Interpretation. Our results evidenced spatial heterogeneity, spatial autocorrelation, and presence of spatial clusters of hypospadias incidence that remained statistically significant after the exclusion of cases with potential confounding factors. This result reinforces the conclusions of previous spatial analyses of hypospadias - none of which took account of potential confounding factors.[27–29, 32]
In 2007, Abdullah et al. reported on significant spatial clustering among 577 cases of hypospadias in northern England (based on hospital episode statistics). Using data from a birth defect monitoring program, Winston et al. showed significant spatial clustering among 995 cases of hypospadias in North Carolina; the researchers took account of data on maternal age, maternal race/ethnicity, maternal educational level, smoking status, parity, and diabetes but not the family history and other potential confounding factors. Recently, Lane et al. published a comparison of the spatial distribution of four different congenital anomalies, of which two were endocrine-mediated (hypospadias and cryptorchidism) and two were not (clubfoot and gastroschisis). Lane et al. detected significant spatial autocorrelation and clustering for hypospadias and cryptorchidism congenital anomalies but none for clubfoot and gastroschisis.
Our comparisons of spatial cluster with regard to ecological variables revealed significant differences between high-incidence cantons and neutral cantons. The first spatial cluster was characterized by a rural land use pattern, with a higher proportion of rural (and agricultural) land cover, and a lower deprivation index than neutral cantons (i.e. less deprived).
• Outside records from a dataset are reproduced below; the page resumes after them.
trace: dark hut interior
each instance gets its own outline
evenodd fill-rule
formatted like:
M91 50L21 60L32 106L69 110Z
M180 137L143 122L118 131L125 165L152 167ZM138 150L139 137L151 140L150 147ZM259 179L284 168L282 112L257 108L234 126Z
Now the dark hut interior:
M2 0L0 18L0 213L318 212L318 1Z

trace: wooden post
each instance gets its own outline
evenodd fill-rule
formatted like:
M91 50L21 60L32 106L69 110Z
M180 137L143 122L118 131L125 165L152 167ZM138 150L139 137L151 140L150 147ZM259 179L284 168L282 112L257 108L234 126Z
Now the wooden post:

The second cluster had a more urban and industrial pattern, with higher proportion of artificialized land cover and a higher deprivation index (i.e. more deprived) than neutral cantons. It should be noted that the region’s main city (Lille, where our university hospital) fell outside this “urban” cluster.
Abdullah et al. showed an association between hypospadias and a lower deprivation index but not with the UK wards’ urban/rural status. In their study of North Carolina, Winston et al. found a high-risk area with > 5% crop cover. Lane et al. also mentioned that their hotspots in Canada were associated with intense agricultural activity but did not underpin this comment with statistical results. In China, Li et al. assessed 3,426 cases of hypospadias recorded in a hospital-based birth defect monitoring system. The researchers found that the prevalence rate was higher in urban areas than in rural areas but that it was increasing more rapidly in rural areas. However, Li et al. did not specify how each area had been classified as either rural or urban.
In the present study, there were few differences between the spatial clusters with regard to clinical data. The proportion of preterm births was lower for hypospadias cases from the “rural” cluster (North-West) than for cases in the “urban” and most deprived cluster (Center-East) and the neutral cantons.